Quando o Santos alinhava aquela escalação que virou poesia, ou mais especificamente aquele jogador que era obra completa, de todos de prosa, de romance, de tudo, poucos conseguiam pará-lo. O Palmeiras foi o que mais tentou e o que mais conseguiu. Ali por volta da virada para a década de sessenta, houve o prenúncio do duelo que dominaria o futebol paulista nos anos seguintes. E, entre super-times, disputou-se o Supercampeonato de 1959, que levou esse nome porque precisou ser definido em três partidas decisivas e acabou sendo uma das ocasiões em que o Alviverde foi imponente contra o Peixe, em janeiro de 1960.

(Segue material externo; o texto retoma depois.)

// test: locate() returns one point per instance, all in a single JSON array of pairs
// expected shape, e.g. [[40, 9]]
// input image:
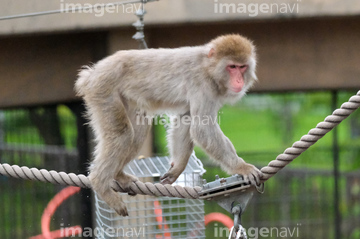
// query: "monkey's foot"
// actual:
[[108, 195], [125, 180], [250, 173], [172, 174]]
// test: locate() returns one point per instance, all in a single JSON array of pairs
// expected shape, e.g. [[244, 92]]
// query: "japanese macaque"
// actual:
[[192, 82]]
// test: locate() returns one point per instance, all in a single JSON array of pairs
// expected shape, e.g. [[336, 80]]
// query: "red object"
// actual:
[[49, 211]]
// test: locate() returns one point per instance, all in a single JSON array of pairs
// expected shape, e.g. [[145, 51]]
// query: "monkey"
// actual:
[[189, 82]]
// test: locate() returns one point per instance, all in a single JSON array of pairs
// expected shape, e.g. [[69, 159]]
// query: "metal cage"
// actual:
[[151, 217]]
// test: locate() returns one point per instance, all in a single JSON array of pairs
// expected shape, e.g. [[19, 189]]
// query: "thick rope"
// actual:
[[311, 138], [80, 180], [157, 189]]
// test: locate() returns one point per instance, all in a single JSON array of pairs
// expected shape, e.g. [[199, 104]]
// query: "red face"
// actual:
[[236, 72]]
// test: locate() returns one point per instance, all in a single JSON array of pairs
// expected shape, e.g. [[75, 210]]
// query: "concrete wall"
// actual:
[[297, 54], [163, 12]]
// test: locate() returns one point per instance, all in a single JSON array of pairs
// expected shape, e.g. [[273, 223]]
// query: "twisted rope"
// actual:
[[157, 189], [311, 138], [82, 181]]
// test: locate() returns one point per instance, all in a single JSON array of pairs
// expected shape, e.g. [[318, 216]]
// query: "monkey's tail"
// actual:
[[82, 84]]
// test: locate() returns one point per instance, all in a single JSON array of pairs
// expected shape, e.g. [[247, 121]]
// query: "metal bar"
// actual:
[[69, 10], [337, 219]]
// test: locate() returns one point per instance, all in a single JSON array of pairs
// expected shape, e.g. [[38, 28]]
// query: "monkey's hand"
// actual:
[[250, 173], [125, 180], [172, 174]]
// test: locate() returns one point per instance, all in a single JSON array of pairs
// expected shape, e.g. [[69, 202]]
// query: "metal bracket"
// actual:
[[233, 194]]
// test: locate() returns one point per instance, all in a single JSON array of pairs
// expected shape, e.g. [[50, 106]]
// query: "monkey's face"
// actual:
[[240, 75]]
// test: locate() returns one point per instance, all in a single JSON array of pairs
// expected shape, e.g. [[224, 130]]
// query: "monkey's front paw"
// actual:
[[251, 174], [121, 210], [125, 181], [172, 174]]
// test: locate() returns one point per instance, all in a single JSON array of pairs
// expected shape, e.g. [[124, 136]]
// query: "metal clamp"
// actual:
[[233, 194]]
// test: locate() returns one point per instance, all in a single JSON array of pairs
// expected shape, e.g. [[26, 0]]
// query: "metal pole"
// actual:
[[336, 173]]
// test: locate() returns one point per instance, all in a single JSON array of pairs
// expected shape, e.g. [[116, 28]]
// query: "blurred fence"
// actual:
[[301, 201], [41, 137]]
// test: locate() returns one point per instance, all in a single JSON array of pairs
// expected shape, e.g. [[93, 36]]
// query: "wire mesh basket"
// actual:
[[152, 217]]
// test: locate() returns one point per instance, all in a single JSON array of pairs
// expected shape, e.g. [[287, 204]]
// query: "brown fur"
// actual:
[[186, 81]]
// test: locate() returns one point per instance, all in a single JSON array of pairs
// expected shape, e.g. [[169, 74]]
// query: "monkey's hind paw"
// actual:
[[122, 211], [172, 174]]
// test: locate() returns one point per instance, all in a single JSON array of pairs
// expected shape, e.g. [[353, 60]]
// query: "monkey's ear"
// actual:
[[211, 52]]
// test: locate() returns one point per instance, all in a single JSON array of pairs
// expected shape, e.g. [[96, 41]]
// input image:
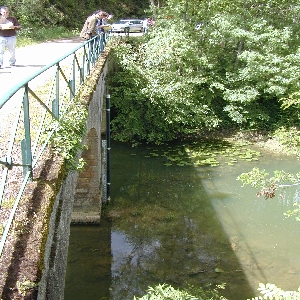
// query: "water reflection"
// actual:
[[185, 226]]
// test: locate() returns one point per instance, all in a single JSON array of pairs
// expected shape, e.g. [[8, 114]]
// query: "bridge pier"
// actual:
[[88, 193]]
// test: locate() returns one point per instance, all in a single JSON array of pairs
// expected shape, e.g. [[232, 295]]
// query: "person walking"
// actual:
[[8, 32]]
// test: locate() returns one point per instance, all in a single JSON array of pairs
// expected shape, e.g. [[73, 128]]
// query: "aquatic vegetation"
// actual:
[[208, 153]]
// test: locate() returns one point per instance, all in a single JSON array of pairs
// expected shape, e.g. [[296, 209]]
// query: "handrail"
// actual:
[[6, 96], [36, 110]]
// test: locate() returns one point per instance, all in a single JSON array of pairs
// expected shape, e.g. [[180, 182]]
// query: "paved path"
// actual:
[[32, 58]]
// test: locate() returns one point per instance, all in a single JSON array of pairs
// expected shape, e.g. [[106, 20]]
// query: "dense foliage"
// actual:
[[236, 71]]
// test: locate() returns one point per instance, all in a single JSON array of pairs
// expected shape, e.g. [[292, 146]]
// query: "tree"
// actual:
[[235, 71]]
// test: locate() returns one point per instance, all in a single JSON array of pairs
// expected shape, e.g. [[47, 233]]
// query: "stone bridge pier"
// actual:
[[79, 199], [88, 192]]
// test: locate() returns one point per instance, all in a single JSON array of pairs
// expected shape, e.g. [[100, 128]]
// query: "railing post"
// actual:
[[55, 102], [108, 145], [26, 142]]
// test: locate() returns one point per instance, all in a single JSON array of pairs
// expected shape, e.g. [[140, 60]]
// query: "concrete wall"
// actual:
[[78, 201]]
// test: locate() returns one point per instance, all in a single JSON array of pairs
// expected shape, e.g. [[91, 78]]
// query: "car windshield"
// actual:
[[121, 22]]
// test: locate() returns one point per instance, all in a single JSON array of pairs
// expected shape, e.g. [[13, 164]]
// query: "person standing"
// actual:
[[8, 35], [145, 25], [93, 24]]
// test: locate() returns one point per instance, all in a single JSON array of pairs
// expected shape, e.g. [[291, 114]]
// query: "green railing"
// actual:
[[26, 112]]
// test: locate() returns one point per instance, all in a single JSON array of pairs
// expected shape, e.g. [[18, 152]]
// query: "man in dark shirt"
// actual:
[[8, 27]]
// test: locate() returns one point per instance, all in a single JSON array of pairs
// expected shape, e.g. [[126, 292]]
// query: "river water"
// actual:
[[179, 216]]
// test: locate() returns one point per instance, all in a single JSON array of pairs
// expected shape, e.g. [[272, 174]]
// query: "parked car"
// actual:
[[128, 25], [120, 26], [135, 25]]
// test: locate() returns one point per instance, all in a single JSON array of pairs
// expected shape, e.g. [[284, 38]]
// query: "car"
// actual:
[[120, 26], [127, 25], [135, 25], [198, 26]]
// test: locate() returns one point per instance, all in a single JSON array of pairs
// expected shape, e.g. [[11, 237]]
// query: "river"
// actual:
[[178, 215]]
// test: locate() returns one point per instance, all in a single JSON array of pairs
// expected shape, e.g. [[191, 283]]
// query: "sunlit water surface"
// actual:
[[183, 225]]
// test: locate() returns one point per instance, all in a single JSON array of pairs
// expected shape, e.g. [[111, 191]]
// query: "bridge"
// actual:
[[39, 194]]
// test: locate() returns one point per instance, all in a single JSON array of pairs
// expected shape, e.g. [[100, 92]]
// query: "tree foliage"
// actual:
[[237, 70]]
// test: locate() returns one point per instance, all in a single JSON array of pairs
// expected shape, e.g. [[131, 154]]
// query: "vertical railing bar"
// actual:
[[27, 156], [42, 120], [13, 211], [108, 145]]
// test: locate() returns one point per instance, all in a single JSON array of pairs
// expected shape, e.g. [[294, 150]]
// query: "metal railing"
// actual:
[[26, 110]]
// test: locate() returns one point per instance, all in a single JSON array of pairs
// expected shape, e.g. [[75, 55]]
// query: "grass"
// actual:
[[30, 36]]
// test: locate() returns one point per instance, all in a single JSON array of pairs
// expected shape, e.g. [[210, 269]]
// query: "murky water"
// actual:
[[180, 223]]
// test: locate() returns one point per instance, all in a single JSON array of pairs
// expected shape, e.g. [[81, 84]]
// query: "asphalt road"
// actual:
[[32, 58]]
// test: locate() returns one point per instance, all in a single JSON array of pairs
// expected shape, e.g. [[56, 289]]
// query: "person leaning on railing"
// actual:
[[8, 27], [93, 23]]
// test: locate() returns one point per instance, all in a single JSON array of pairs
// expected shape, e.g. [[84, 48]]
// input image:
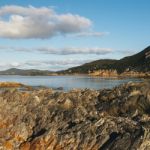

Ainda era o prelúdio dos grandes feitos do Santos de Pelé, e de Coutinho, e de Pepe, e de Zito, e ainda de Pagão, mas aquele time já começava a fazer correções nos livros de recordes. Havia vencido o Campeonato Paulista de 1958 marcando 143 gols (58 de Pelé) e o Rio-São Paulo do ano seguinte. Depois de perder para o Palmeiras, emendaria um tricampeonato paulista, depois um bicampeonato paulista, depois outro tricampeonato paulista – sem falar nos cinco títulos seguidos da Taça Brasil, as duas Libertadores, os dois Mundiais, etc, etc.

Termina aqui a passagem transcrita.